Il était donc vraiment temps de réformer ce PEL, a annoncé Christine Lagarde, la ministre des Finances, dans un entretien paru vendredi 12 novembre dans Les Échos . D’une part, pour les épargnants désireux d’acheter leur logement, et d’autre part, pour les finances de notre pays. Le Conseil des ministres du futur gouvernement pourrait être saisi très rapidement du projet de réforme et Mme Lagarde devrait être reconduite dans ses fonctions pour le mener à bien. «Mon objectif est de rendre le Plan d'Épargne Logement (PEL) plus attractif, plus populaire, afin que les ménages disposent d’un outil efficace pour constituer leur apport personnel en vue d’un projet immobilier», a résumé la ministre de l'Economie.

«Depuis sa création, en 1969, la formule plaisait, explique l’Agence France-Presse , car elle offrait aux épargnants de la visibilité, dans un environnement où le niveau des taux pouvait varier sensiblement en quelques années. Mais le PEL a mal traversé les années 2000. Le taux d'emprunt qu'il proposait (4,2%) n'a pas été révisé depuis 2003. Dans le même temps, les taux pratiqués par les banques sont descendus jusqu'à 3,5% en moyenne fin 2005, annulant l'avantage que présentait le plan. Pour ne rien arranger, le gouvernement a durci sa fiscalité début 2006, plombant davantage un produit déjà en perte de vitesse». Résultat, la masse d’argent épargnée sur PEL a fondu de 50 milliards d’euros.

La rémunération de l’ancien PEL bloquée à 2,5%

La rémunération, bloquée à 2,5% depuis sept ans, sera désormais révisée chaque année, a annoncé Christine Lagarde. Pour «gagner en souplesse», il sera systématiquement indexé sur les taux de référence des marchés financiers et son taux minimum ne pourra pas être inférieur à 2,5%. En revanche, la durée de vie du nouveau PEL ne sera plus illimitée mais d’une durée maximum de 15 ans.

Reste que le taux d’emprunt proposé par le plan n’est toujours pas très attractif pour les acquéreurs d’un logement. Maintenu à 4,2%, il est toujours nettement supérieur aux taux actuels proposés par les banques. «Mais avec le retour de l'inflation annoncé par la plupart des économistes, le PEL pourrait bientôt retrouver sa réputation de refuge, à l'abri d'une hausse des taux qui paraît inéluctable», note l’ AFP .

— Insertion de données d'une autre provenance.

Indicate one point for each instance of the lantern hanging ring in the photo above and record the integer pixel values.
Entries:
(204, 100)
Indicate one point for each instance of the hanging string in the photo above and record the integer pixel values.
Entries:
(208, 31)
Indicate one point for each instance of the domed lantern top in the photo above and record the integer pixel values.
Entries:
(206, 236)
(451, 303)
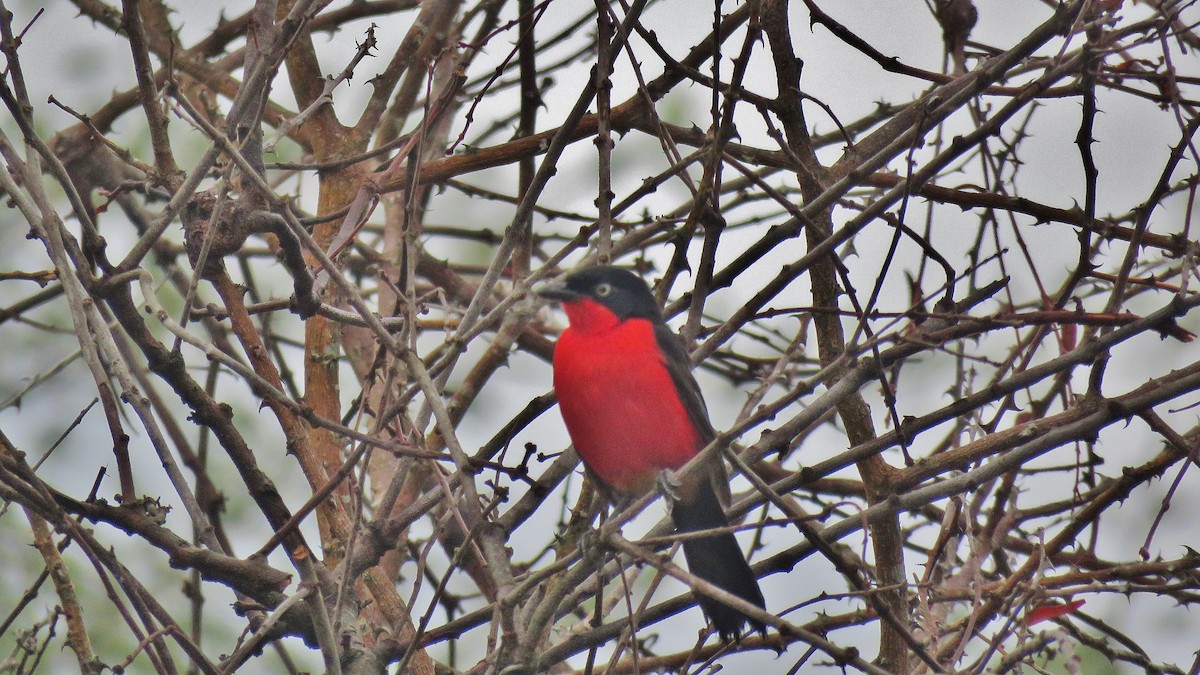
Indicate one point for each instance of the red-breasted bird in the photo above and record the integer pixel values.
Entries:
(634, 411)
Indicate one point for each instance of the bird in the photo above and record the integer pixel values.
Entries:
(635, 414)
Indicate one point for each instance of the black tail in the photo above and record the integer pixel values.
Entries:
(719, 561)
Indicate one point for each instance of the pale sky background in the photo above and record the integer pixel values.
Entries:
(82, 65)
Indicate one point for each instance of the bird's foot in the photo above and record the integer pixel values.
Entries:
(669, 485)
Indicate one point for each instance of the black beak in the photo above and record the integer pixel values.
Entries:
(556, 291)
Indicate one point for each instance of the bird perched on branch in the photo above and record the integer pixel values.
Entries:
(635, 414)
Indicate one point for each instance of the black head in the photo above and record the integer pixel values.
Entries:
(621, 291)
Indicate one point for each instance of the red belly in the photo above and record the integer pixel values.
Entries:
(621, 406)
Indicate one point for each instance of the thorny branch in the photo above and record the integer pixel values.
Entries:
(323, 378)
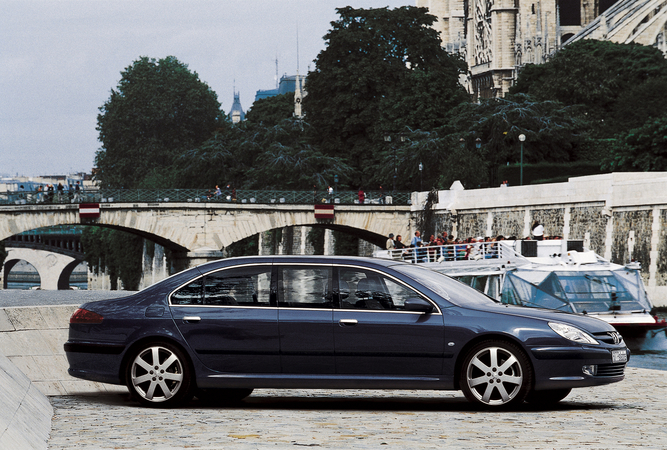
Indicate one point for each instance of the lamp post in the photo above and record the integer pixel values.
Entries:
(402, 138)
(522, 137)
(421, 176)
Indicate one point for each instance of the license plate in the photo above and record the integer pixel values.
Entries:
(619, 356)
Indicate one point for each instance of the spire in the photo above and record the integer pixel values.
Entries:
(298, 96)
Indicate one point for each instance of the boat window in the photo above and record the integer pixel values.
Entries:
(601, 291)
(518, 291)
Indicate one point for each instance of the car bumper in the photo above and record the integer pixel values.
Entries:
(570, 367)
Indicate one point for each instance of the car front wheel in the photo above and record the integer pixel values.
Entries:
(496, 374)
(158, 374)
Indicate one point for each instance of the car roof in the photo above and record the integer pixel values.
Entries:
(297, 259)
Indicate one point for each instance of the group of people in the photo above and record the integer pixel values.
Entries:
(217, 194)
(449, 247)
(49, 193)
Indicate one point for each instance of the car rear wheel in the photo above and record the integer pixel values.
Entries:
(158, 374)
(547, 397)
(496, 374)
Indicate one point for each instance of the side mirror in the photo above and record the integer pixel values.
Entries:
(418, 304)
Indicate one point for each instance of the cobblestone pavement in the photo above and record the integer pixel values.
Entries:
(630, 414)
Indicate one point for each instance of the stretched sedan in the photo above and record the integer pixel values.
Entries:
(224, 328)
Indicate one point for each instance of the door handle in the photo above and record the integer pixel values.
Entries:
(347, 322)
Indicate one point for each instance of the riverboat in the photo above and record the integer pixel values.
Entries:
(554, 274)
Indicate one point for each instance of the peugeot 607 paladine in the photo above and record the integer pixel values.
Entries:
(224, 328)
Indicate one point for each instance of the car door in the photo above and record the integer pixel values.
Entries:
(305, 318)
(230, 319)
(374, 335)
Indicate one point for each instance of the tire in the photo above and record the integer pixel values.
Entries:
(496, 374)
(158, 374)
(549, 397)
(223, 396)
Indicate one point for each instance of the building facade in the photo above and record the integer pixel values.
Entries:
(497, 37)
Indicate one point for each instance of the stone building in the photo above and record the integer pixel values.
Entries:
(498, 37)
(236, 114)
(620, 216)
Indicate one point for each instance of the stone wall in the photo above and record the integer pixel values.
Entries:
(620, 216)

La fiscalité du nouveau PEL a été légèrement durcie

Christine Lagarde est consciente de ce handicap mais le relativise dans Les Échos : «Le PEL est un produit «deux en un». C'est non seulement un produit d'épargne, mais il ouvre également la possibilité d'un prêt immobilier dont le taux d'intérêt est fixé à l'ouverture du PEL. Les taux offerts à l'issue du PEL ne sont pas systématiquement attractifs, mais toujours protecteurs. Le PEL joue un rôle d'assurance (…) en phase de hausse des taux d'intérêt, les consommateurs sont protégés par le PEL, qui donne accès à un prêt dont le taux est cristallisé à l'ouverture du plan».

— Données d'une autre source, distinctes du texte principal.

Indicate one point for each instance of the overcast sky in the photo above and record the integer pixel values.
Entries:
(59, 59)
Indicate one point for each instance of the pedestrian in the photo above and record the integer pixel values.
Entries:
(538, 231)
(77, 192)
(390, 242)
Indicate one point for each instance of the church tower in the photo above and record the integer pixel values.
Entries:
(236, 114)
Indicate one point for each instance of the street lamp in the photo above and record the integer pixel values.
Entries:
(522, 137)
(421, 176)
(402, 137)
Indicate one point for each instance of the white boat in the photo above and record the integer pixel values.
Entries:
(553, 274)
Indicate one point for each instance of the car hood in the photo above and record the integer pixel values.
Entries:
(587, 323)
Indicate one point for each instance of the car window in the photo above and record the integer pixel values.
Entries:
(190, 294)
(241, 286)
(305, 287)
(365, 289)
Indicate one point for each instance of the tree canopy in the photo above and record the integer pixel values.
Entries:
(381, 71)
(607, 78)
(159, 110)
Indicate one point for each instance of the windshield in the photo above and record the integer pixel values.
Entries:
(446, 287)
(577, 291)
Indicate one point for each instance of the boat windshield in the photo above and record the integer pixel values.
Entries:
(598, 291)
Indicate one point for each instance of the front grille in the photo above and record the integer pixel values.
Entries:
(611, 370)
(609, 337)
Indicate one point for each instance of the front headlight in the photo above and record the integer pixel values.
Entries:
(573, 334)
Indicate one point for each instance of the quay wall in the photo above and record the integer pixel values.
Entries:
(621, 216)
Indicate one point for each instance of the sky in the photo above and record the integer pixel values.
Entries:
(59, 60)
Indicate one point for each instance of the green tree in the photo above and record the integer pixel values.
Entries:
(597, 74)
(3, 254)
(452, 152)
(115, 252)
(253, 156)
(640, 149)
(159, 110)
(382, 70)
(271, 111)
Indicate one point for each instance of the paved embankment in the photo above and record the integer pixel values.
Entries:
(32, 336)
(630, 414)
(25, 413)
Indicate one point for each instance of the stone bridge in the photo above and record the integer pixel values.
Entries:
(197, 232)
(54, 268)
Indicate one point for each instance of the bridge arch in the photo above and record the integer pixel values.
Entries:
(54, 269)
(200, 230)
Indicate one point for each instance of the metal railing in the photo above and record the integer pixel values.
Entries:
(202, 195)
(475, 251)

Par ailleurs, la fiscalité du nouveau plan est légèrement durcie: alors que le prélèvement des contributions sociales n'intervenait qu'à partir de la dixième année, il sera désormais annuel dans la nouvelle formule. Un changement qui permettra aux finances publiques d’engranger des ressources nouvelles dès 2011.

Cette réforme du PEL n'est pas rétroactive. Elle ne s’applique qu'à ceux qui ont été ouverts à partir du 1er mars et non pas aux plans existants ou souscrits avant cette date, une manière d’alléger le coût de ce nouveau dispositif pour les banques sur le long terme.